You can see details about this image psalm 181 and the last image from this series of autumn paintings psalm 183 at my web-sight RVJart.com
As the air has turned cold and the dead bare season of November has cloaked our New England scenes in whites, tans, and browns I, indeed, am awakened to the sense memory, not of a particular fall but of the composite that have given me exhilaration of the shocking bright orange you caught on the days you brought this painting to life.
Thanks for that Chris, I’m glad that it touched you.
When I read your musings I’m carried back to my studio in Maine, 14 – 16 years ago, when I was actively working as a visual artist and part of a cooperative gallery in the mid coast area. I have strong memories of moments when I would reach a stopping point, not always the end, of a picture and know I’d gotten or started to get somewhere. It was often a sense that something bigger than me was in control. I’d stand back, take a break and look in amazement at what I’d done.
The creative process is such a mystery. Often a work would take on a life of it’s own and I’d discover an image emerging that I had no idea would come. It even happened occasionally when I was working with photo references and doing something fairly mundane, like a house portrait. It might be a detail, or the way the sky lit up or a tree that was particularly interesting. But more often it was a piece that was more from my imagination, that was especially evocative. Several come to mind right now and I’m grateful to be reminded of them, like remembering old friends I haven’t seen in years.
Thanks Roger, From Sheila
Sheila, that is exactly the way I feel when I visit with collectors and see my earlier work, It is like visiting old friends that you immediately pick right up with where you left off. Thanks!

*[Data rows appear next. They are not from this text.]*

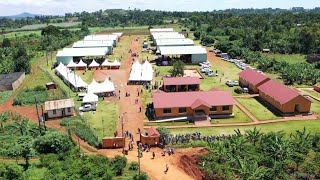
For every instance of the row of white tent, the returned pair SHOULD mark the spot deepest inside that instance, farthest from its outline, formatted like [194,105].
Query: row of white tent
[93,64]
[141,72]
[70,77]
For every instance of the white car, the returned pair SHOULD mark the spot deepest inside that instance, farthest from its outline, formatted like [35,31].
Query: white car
[85,108]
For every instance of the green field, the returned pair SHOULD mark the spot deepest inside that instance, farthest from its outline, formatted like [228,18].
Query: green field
[289,58]
[169,124]
[105,119]
[4,96]
[257,109]
[239,117]
[288,127]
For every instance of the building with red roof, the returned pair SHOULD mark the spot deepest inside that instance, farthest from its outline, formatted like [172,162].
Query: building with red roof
[285,99]
[252,79]
[181,84]
[193,104]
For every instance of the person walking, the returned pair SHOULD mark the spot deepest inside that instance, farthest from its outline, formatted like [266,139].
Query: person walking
[167,169]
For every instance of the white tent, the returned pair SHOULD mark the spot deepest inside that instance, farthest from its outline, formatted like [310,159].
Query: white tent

So true….the arresting of light and capturing color in that moment of time also applies to taking photographs for me. (As I haven’t learned how to paint….) One in particular comes to mind… a waterfall spilling over the top…the movement continues in my mind even though the photo stops it; the way the light shines on it…in it; the rushing sound of the water plummeting down can’t be heard in the photo, but my memory of it is there and I’m transported back to being exhilarated and full of joy in that moment.
Thanks Roger for the inspiration and the memory.